Бен… Бенджамин? Я прокручиивала имя в голове, пытаясь соотнести его с незнакомцем. Конечно, это милое имя. Но недостаточно загадочное. Беннет? Или, может, Бенедикт?

– А вот и он!

Она помахала кому-то, и я почувствовала, как скакнуло сердце. К несчастью, парень оказался второкурсником из Форбса и, прежде чем признаться, что мое исполнение лишило его слов, он одарил меня милой улыбкой, из–за чего стала видна щель между его зубов.

– Уверена, он описывал мне его как «благоговейно–поразительное». Ты околдовала бедного Бена, Теш! – Рита не переживала по поводу того, чтобы скрывать своднические нотки в ее голосе. – Который, между прочим, сам бренчит на скрипке.
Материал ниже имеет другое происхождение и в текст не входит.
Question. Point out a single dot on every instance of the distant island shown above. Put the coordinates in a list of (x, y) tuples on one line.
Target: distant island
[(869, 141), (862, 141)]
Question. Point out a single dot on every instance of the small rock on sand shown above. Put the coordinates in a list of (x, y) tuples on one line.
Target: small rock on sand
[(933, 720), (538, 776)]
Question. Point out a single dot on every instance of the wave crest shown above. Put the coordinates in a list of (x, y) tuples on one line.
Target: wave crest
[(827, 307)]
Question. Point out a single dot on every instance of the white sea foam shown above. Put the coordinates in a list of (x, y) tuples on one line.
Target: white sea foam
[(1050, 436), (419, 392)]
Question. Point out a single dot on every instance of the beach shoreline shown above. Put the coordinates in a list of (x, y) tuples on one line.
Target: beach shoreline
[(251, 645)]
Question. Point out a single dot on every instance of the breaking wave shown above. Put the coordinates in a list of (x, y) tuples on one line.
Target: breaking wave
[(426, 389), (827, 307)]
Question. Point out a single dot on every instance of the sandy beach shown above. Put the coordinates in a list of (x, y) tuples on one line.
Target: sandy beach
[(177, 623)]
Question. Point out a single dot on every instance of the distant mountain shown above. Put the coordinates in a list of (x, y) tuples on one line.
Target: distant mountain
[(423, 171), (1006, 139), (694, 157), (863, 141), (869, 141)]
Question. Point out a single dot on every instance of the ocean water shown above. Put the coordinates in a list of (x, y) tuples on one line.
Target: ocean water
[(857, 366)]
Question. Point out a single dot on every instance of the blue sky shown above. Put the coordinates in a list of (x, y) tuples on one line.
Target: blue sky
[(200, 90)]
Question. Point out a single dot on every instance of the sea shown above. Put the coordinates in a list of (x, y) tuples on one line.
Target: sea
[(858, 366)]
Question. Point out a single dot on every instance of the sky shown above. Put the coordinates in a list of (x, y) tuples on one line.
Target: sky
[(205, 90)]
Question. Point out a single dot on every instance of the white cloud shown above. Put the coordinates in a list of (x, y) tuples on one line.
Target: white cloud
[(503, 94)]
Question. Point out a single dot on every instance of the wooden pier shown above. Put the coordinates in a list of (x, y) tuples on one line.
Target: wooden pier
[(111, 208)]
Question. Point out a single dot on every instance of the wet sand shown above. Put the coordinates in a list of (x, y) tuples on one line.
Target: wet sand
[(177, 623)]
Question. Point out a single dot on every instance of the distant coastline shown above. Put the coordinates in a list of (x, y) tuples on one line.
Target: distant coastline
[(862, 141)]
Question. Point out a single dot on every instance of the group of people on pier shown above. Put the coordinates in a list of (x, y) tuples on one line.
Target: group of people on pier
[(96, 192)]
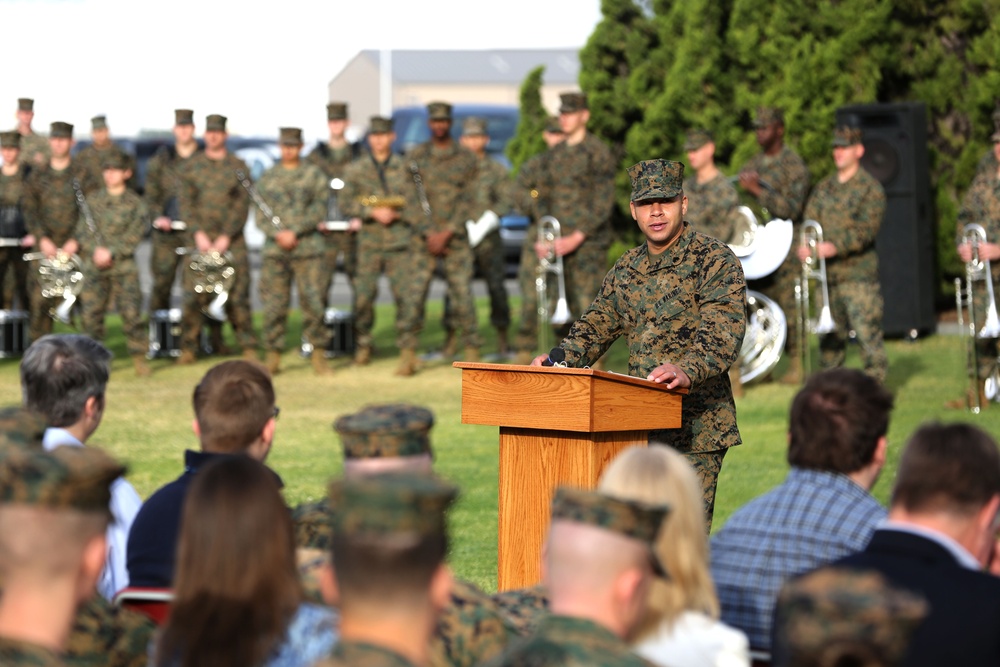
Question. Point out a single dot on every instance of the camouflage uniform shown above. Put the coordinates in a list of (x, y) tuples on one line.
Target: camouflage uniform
[(213, 201), (851, 214), (396, 250), (685, 306), (121, 221)]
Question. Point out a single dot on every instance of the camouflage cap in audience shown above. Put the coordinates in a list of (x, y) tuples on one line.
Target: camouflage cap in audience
[(60, 129), (656, 179), (215, 123), (844, 135), (20, 427), (767, 115), (695, 139), (390, 504), (834, 607), (572, 102), (336, 111), (385, 430), (439, 111), (66, 478), (631, 518)]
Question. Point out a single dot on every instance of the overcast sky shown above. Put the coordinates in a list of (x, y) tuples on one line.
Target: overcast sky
[(262, 64)]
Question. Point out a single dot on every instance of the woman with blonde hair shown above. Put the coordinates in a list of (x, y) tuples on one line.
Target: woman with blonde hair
[(681, 626)]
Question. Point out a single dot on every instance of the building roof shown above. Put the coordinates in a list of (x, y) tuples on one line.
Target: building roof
[(488, 66)]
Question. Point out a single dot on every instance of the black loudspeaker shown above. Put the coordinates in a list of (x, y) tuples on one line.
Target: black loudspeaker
[(895, 138)]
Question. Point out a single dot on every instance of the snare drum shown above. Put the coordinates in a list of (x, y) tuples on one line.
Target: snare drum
[(13, 333), (165, 333)]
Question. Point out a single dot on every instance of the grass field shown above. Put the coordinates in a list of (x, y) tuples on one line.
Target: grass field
[(148, 423)]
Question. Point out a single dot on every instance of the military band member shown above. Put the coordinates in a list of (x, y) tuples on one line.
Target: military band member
[(12, 226), (214, 205), (91, 158), (119, 219), (448, 173), (378, 196), (162, 193), (850, 205), (779, 180), (297, 193)]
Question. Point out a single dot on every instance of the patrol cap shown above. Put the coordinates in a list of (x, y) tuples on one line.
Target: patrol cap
[(630, 518), (66, 478), (215, 123), (846, 136), (20, 427), (60, 129), (390, 504), (572, 102), (10, 139), (379, 125), (439, 111), (768, 115), (656, 179), (695, 139), (474, 126), (832, 605), (378, 431), (336, 111), (290, 136)]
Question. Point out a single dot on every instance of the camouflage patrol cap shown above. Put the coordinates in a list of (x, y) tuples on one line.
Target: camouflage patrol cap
[(631, 518), (20, 427), (439, 111), (572, 102), (10, 139), (379, 125), (66, 478), (61, 130), (336, 111), (215, 123), (844, 135), (695, 139), (385, 430), (830, 607), (768, 115), (390, 504), (656, 179), (290, 136)]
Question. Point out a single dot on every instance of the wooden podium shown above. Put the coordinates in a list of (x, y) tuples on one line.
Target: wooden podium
[(557, 426)]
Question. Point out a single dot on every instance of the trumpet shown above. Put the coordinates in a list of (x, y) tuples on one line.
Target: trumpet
[(548, 232)]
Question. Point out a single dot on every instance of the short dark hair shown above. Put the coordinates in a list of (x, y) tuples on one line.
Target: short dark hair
[(232, 404), (59, 372), (951, 467), (836, 421)]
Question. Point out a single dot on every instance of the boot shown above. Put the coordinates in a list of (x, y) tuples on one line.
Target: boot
[(273, 362), (407, 363)]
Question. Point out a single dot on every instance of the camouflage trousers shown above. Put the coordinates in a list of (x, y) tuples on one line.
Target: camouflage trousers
[(856, 305), (277, 273), (163, 263), (120, 288), (409, 273)]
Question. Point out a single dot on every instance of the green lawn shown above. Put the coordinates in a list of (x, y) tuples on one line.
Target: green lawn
[(148, 423)]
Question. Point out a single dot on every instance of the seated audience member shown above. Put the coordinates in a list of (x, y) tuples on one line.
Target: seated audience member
[(234, 415), (599, 564), (940, 535), (53, 522), (839, 617), (388, 576), (64, 377), (822, 511), (237, 596)]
«Бедный Бен» покраснел до самых корней.

– Не могу сказать, что у меня талант. Но я зависим от классической музыки. Неисправимо.
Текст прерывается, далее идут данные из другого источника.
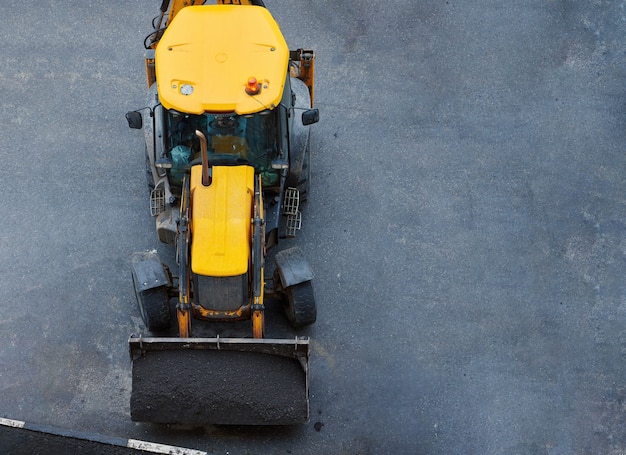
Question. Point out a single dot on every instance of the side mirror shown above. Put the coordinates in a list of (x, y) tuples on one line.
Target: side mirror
[(134, 120), (310, 117), (280, 163)]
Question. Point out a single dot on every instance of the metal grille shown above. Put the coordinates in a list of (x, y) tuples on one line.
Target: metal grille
[(157, 201)]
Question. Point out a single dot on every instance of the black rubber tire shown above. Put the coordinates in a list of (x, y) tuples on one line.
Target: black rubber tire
[(300, 307), (154, 307)]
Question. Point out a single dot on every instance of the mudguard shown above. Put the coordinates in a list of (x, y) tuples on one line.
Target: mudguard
[(292, 267), (148, 271)]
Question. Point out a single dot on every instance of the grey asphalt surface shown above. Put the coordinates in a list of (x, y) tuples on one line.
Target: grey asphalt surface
[(466, 225)]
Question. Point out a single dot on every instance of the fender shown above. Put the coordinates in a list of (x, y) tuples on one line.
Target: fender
[(292, 267), (148, 271)]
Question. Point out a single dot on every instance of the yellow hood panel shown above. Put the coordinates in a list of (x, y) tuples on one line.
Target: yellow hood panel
[(221, 216), (208, 53)]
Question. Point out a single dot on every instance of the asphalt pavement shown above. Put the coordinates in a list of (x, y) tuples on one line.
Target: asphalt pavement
[(466, 225)]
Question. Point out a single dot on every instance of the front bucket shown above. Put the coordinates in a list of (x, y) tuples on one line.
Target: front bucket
[(231, 381)]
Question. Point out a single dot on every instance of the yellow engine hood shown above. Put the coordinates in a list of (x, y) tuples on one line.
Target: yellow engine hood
[(221, 216), (208, 53)]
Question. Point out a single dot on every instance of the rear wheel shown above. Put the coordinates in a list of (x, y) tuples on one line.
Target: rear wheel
[(154, 307), (300, 306)]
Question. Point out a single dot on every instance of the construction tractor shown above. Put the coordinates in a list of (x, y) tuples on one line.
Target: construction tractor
[(228, 163)]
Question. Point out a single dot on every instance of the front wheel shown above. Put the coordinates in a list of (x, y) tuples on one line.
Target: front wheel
[(300, 307)]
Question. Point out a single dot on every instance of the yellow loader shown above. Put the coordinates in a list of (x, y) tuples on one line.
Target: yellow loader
[(228, 163)]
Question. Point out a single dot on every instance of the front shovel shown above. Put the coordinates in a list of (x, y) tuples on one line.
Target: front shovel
[(232, 381)]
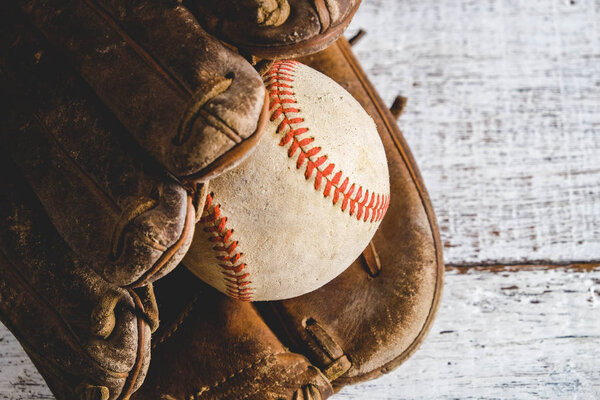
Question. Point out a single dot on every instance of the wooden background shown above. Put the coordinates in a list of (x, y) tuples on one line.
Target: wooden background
[(503, 118)]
Мы долго говорили о сложностях струнных квартетов (его любимых) и о том, теряется ли передача, когда к фортепианному концерту подключается скрипка и наоборот. У него была милая и ненавязчивая манера демонстрировать свои обширные познания в музыке – теорию, историю и абсолютные знания о классиках и их репертуаре, и я поймала себя на мысли, что хотела бы вести такие разговоры чаще. Но все равно не могла отбросить разочарование от того, что он не был кое–кем другим. Все выходные я ждала парня, последовавшего за мной в пустынный музей, но так и не попросившего мой номер. Может, он увидел во мне девушку, которая, так уж вышло, играет на фортепиано и увлекается античной керамикой? Не удивительно, что обещание найти меня выскользнуло из его головы, подобно моему, данному Бену, сходить с ним через две недели на исполнение Шуберта, выскользнувшему из головы сразу, как только я попрощалась с ним и направилась обратно в Форбс.